Ich denke, dass diese Definition dem tatsächlichen Beurteilungsstand in den naturwissenschaftlichen Fachsprachen wir auch der Allgemeinsprache entspricht – allerdings bis auf einen beträchtlichen Fehler. Es ist falsch, dass ein Gehirn alle sensiblen Reize, sämtliche motorische Eigenleistungen des Gesamtorganismus und die Regulation aller dabei ablaufenden innerorganismischen relevanten Bedingungen erfüllen müsse.

Wenn, wie bei allen höheren Lebewesen dezentral im Körper Nervenreize wahrgenommen und lokal ohne Befassung des Gehirns beantwortet werden, heißt das nicht, dass die damit befassten Nervensysteme selbst Gehirne darstellten.  Wenn einem Huhn der Kopf abgeschlagen wird und es dennoch eine lange Strecke fliegend zurücklegen kann, verdankt es diese Leistung Nervenknoten, die den Flugvorgang autonom steuern.  Gehirne haben eine vielfach höhere Komplexität und sind in ihrer Aufgabenstellung  nicht auf einen Satz einzelner Abläufe beschränkt.

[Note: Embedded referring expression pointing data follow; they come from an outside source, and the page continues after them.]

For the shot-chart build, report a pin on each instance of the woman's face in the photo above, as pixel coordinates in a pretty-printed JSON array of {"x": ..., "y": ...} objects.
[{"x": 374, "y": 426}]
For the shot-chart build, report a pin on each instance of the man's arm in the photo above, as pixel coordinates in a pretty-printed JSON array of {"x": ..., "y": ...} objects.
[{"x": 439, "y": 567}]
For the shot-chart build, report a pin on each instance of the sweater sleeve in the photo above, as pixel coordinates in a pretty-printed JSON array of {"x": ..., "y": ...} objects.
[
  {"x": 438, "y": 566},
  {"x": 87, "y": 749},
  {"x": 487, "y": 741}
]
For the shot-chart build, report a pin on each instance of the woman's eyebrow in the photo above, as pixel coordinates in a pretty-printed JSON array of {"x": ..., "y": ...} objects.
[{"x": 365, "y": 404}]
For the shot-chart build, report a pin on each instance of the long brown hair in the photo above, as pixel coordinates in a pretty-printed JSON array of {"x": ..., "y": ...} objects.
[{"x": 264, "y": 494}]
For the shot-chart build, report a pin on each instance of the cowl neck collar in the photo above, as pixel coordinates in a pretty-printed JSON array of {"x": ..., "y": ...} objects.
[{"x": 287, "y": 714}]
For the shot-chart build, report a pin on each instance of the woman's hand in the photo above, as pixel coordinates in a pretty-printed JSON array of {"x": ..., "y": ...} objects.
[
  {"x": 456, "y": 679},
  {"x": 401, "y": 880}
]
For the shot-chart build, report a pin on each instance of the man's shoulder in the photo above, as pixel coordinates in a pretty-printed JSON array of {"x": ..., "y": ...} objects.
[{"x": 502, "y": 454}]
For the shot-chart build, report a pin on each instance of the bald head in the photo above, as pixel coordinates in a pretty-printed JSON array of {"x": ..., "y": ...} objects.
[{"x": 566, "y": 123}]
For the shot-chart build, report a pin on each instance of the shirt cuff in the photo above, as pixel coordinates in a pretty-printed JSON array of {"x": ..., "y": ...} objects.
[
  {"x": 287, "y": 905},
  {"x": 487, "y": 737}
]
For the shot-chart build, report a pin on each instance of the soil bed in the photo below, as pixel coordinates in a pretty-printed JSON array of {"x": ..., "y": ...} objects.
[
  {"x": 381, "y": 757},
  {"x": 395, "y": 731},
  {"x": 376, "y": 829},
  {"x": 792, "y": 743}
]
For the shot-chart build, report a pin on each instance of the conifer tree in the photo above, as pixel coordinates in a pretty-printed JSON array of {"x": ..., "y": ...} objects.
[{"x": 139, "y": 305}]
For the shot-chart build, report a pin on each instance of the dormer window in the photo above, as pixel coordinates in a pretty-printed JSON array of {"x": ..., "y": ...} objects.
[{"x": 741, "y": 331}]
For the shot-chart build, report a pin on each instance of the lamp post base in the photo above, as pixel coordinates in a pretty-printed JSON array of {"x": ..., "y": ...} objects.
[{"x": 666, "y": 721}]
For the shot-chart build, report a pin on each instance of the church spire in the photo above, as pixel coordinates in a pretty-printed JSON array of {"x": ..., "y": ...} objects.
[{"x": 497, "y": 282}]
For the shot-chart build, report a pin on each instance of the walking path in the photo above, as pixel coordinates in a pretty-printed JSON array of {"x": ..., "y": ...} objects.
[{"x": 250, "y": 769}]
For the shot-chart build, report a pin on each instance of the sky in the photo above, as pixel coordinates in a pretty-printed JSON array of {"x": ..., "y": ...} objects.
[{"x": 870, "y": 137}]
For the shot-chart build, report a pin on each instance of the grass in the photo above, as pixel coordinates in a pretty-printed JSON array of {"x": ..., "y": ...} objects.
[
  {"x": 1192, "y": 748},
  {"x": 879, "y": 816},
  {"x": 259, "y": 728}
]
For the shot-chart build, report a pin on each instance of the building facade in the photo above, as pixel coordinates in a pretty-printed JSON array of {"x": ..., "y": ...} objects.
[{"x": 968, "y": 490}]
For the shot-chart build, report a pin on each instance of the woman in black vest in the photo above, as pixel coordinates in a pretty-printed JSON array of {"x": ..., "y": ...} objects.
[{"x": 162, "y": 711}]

Wenn man das anders sieht kommt man begrifflich zu einer Inflation der Gehirne.

Im Kampf um die Geltungshoheit von Sprachbegriffen ist es natürlich legitim, neue Begriffe oder Begriffsinhalte für den künftigen Sprachgebrauch vorzuschlagen. Solange es da aber noch eine Einigkeit gegeben hat, ist die Verwendung der neuen Vorstellung aber einfach falsch.

Im Ergebnis bedeutet das, dass wir ein einziges Gehirn haben, aber eine Reihe autonomer und halbautonomer Nervengeflechte.

Fazit: Ein Bauchgehirn haben wir nicht, noch viel weniger ein weiteres Gehirn aus angeblich intelligenten (?) Darmbakterien.